An inequality is a mathematical expression that shows the relationship between two quantities using the symbols "greater than" (>), "less than" (<), "greater than or equal to" (≥), and "less than or equal to" (≤). Inequalities are used to determine the range of possible values for a variable and are widely applied in algebra, calculus, economics, and physics.

Fundamental Properties of Inequalities:

1. Reflexivity: Any number is always equal to itself, meaning an inequality of the form a ≥ a is always true.

2. Transitivity: If a > b and b > c, then a > c.

3. Antisymmetry: If a ≥ b and b ≥ a, then a = b.

4. Additive Property: If a > b, then a + c > b + c (the inequality remains unchanged if the same number is added to both sides).

5. Multiplicative Property: If a > b and c > 0, then ac > bc; however, if c < 0, the inequality sign reverses: ac < bc.

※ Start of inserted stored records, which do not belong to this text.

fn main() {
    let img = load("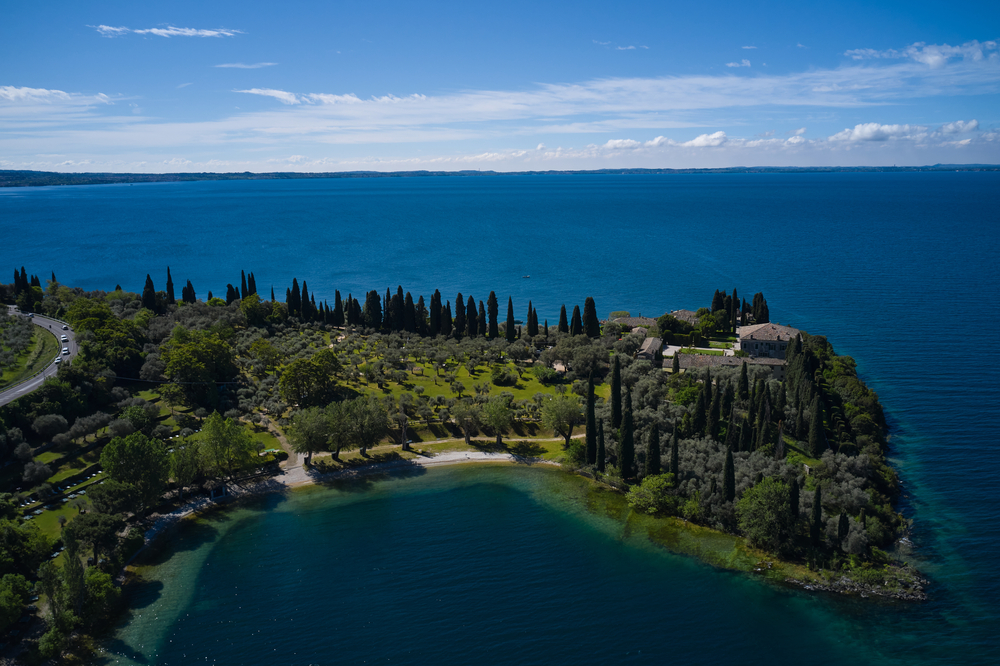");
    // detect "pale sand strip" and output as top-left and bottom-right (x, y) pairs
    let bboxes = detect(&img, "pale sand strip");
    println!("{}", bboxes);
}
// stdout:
(138, 451), (559, 548)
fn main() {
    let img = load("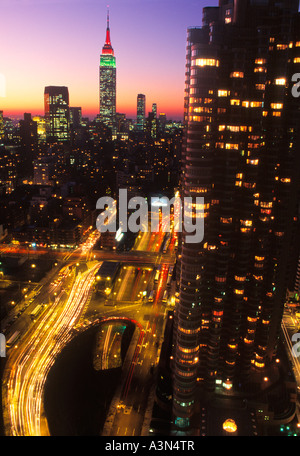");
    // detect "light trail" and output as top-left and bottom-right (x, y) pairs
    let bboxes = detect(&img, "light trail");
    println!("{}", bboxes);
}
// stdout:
(5, 264), (99, 436)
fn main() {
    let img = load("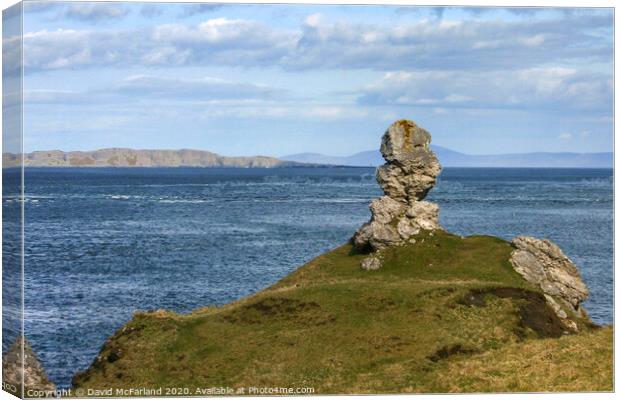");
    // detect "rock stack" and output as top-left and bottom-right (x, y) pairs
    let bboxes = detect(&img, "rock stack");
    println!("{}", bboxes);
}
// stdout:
(352, 120), (441, 269)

Basic Rules for Transforming Inequalities:

1. Addition and Subtraction: The same number can be added or subtracted from both sides of an inequality without changing the inequality's direction.
   Example: If x + 3 > 5, then x > 2.
2. Multiplication and Division: Both sides of an inequality can be multiplied or divided by the same positive number without changing the inequality's sign. However, when multiplying or dividing by a negative number, the inequality sign must be reversed.
   Example: If -2x ≤ 6, then x ≥ -3 (dividing both sides by -2 and reversing the sign).
3. Applying Functions: If a function is monotonically increasing, the inequality remains unchanged. If the function is monotonically decreasing, the inequality sign is reversed.
   Example: If x > y, then squaring both sides (for positive numbers) results in x² > y².
4. Variable Substitution: In some cases, introducing a new variable simplifies the expression and helps solve the inequality.
5. Absolute Value Inequalities: When dealing with absolute values, two cases must be considered: one where the expression inside the absolute value is positive and one where it is negative.
   Example: Solving |x - 4| < 3 results in two inequalities: -3 < x - 4 < 3, leading to 1 < x < 7.
6. System of Inequalities: Sometimes, inequalities need to be solved simultaneously, requiring finding the common solution set.
   Example: Solve x - 2 > 0 and x + 3 < 5 together. The solutions are x > 2 and x < 2, meaning there is no solution.

Examples:

Example 1: Linear Inequality
Solve 3x + 5 > 2:
3x > -3
x > -1.

Example 2: Quadratic Inequality
Solve x² - 4 ≤ 0. This means finding the values of x for which the square of a number does not exceed 4. Factorizing: (x - 2)(x + 2) ≤ 0. Using the graphical method or the interval method, we get the solution: -2 ≤ x ≤ 2, meaning x belongs to the interval [-2, 2].